According to the American Cancer Society, over 186,000 Americans will be diagnosed with prostate cancer this year and nearly 29,000 will die from the disease. The team's findings could lead to a simple test that would help doctors determine which prostate cancers are slow-growing and which require immediate, aggressive treatment. Results of the study will appeared in the 12 February 2009 issue of the journal Nature.

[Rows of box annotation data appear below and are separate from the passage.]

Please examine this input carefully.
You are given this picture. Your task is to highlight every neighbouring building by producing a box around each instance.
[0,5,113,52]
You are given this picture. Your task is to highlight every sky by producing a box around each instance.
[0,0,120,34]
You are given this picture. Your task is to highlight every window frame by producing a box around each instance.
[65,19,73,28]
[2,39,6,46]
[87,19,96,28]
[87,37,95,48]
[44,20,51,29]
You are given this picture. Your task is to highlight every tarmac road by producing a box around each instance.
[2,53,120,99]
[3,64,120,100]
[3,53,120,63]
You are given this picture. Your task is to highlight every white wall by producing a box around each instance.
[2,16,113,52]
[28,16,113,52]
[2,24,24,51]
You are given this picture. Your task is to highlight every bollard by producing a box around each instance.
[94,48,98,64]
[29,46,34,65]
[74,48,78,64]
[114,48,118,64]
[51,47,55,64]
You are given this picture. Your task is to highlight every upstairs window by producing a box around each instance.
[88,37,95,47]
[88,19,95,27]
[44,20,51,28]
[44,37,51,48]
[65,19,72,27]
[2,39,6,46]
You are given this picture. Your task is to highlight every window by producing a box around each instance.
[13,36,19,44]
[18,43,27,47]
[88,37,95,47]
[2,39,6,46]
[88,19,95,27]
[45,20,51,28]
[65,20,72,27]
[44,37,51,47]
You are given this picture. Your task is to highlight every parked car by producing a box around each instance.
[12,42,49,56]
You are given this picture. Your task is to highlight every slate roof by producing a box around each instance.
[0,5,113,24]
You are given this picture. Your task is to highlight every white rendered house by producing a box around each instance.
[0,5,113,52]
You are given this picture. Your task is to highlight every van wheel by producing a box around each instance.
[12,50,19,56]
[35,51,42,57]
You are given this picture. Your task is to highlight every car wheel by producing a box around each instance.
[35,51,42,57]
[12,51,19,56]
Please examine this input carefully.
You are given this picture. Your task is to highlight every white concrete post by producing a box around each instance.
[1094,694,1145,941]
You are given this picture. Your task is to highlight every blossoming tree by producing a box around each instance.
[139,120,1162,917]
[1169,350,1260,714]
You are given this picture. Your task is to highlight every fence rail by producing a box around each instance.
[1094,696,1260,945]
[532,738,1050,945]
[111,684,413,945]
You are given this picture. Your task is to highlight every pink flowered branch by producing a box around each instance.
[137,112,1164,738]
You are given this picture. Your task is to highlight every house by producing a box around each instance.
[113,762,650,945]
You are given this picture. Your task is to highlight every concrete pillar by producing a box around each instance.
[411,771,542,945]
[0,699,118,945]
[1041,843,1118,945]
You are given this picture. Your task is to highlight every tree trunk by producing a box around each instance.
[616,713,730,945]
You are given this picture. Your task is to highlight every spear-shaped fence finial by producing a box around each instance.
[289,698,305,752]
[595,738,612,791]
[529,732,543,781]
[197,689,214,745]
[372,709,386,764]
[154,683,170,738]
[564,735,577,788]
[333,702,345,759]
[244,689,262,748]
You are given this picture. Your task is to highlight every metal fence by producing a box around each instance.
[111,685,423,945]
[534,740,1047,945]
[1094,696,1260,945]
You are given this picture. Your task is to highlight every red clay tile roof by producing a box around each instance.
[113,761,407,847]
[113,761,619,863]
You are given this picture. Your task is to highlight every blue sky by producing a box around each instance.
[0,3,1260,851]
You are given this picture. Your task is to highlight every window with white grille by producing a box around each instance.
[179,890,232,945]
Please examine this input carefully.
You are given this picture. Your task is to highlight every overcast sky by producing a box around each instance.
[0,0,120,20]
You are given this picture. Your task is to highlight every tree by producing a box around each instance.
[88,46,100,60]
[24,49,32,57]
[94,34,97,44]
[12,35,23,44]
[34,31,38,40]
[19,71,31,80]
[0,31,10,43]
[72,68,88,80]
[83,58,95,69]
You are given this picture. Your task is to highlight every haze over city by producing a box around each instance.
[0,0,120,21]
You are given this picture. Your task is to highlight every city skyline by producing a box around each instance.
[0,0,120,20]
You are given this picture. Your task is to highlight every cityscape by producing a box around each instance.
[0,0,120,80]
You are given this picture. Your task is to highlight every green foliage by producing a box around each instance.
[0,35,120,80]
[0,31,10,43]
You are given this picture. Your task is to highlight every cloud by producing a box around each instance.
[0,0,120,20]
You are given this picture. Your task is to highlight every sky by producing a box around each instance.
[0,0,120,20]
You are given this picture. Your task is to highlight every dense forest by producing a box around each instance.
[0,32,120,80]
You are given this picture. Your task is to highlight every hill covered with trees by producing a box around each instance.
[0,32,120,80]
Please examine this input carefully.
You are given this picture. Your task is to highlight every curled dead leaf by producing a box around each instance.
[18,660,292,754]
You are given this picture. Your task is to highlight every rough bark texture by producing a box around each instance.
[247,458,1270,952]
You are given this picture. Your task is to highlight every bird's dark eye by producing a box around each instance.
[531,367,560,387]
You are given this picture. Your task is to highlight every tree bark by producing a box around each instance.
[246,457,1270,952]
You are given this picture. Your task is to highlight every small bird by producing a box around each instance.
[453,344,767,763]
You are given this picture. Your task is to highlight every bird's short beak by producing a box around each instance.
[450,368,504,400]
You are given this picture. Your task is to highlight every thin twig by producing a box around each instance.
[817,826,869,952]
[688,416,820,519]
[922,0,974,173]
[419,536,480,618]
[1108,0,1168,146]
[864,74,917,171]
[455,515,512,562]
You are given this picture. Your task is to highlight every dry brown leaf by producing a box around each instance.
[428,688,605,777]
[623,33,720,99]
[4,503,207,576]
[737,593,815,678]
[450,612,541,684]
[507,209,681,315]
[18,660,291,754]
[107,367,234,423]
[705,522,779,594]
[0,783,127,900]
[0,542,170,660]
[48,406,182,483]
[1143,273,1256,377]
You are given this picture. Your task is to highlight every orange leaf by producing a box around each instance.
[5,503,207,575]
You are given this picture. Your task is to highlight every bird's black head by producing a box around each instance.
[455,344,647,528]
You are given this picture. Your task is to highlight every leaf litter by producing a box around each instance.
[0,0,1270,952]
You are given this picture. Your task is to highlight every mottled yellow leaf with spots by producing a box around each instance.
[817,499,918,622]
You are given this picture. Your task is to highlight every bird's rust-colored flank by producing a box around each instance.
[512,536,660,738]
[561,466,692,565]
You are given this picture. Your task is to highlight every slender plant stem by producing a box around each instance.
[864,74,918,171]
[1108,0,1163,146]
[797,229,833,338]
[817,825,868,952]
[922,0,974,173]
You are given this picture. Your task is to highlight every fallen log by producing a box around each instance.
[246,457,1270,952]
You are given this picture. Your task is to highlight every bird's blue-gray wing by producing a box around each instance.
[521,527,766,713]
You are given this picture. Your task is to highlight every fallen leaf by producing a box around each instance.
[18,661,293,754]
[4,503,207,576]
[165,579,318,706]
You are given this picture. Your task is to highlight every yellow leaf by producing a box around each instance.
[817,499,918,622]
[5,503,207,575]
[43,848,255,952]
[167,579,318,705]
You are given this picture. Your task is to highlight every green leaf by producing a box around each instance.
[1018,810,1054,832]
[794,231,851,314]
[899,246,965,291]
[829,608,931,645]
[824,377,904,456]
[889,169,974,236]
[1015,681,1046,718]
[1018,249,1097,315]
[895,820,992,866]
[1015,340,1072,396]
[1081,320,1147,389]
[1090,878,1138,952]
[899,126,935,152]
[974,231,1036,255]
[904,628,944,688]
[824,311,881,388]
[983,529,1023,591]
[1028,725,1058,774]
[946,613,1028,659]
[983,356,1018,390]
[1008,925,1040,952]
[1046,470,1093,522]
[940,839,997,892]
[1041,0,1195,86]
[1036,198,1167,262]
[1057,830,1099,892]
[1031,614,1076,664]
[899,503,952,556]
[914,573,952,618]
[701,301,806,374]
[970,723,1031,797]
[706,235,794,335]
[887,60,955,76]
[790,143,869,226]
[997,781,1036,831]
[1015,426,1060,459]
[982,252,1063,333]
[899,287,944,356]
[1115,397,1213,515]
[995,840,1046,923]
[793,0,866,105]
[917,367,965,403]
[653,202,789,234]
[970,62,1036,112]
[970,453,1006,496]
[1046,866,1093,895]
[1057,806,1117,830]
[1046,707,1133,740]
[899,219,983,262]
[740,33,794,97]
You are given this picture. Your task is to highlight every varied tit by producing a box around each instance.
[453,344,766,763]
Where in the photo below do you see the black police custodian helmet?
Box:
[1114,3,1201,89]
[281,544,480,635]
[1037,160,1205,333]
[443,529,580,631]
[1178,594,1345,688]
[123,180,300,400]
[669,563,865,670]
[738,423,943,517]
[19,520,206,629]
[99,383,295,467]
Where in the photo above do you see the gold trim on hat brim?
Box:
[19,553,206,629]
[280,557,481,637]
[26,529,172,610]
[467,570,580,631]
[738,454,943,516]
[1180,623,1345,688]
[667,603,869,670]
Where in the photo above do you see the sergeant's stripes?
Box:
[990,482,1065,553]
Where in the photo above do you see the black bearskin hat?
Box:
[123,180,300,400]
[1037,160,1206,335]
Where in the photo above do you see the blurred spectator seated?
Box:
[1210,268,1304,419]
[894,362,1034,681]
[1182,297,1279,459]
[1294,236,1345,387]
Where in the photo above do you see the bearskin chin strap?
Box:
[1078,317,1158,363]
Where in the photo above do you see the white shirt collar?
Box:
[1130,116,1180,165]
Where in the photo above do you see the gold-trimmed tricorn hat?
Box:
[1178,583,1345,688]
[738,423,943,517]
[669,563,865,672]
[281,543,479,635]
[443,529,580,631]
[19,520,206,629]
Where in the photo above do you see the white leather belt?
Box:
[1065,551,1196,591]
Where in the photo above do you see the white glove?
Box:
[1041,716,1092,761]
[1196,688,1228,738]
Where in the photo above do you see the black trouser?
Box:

"Our research has identified a potential biomarker that can detect prostate cancer and determine whether or not it is aggressive," said Debashis Ghosh, a Penn State associate professor of statistics and one of the paper's authors. Ghosh is a statistician who focuses on designing, interpreting, and analyzing data from genomic and cancer studies. "The experiments generated a flood of data, and without statistics, none of it would have made any sense," he said.
The researchers looked at 1,126 metabolites across 262 samples of tissue, blood, or urine associated with benign prostate tissue, early-stage prostate cancer, and advanced -- or metastatic -- prostate cancer. They identified about 10 metabolites that were present more often in diseased samples than in benign samples.
One metabolite in particular, sarcosine, appeared to be one of the strongest indicators of advanced prostate cancer. Levels of sarcosine, which is an amino acid, were elevated in 79 percent of the metastatic prostate cancer samples and in 42 percent of the early-stage cancer samples. Sarcosine was not found in the cancer-free samples. "The amount of sarcosine in urine was correlated with the aggressiveness of the prostate cancer," said Ghosh.
In the study, sarcosine was a better indicator of advancing disease than the traditional test for prostate-specific antigen, or PSA, that currently is used to monitor or screen for prostate cancer. Sarcosine was detected in the urine, and the researchers hope that a simple urine test may one day be developed to screen for prostate cancer. However, the team's results are preliminary at this point and will need years of further testing and development before this technology would be available for use with patients.
The research team is led by senior study author Arul Chinnaiyan, who is the director of the Michigan Center for Translational Pathology and the S.P. Hicks Endowed Professor of Pathology at the University of Michigan Medical School. The team includes researchers at the University of Michigan, Metabolon Inc., and Penn State. This research was funded by the National Cancer Institute Early Detection Research Network, the National Institutes of Health, an MTTC grant, the Burroughs Welcome Foundation, and the Doris Duke Charitable Foundation.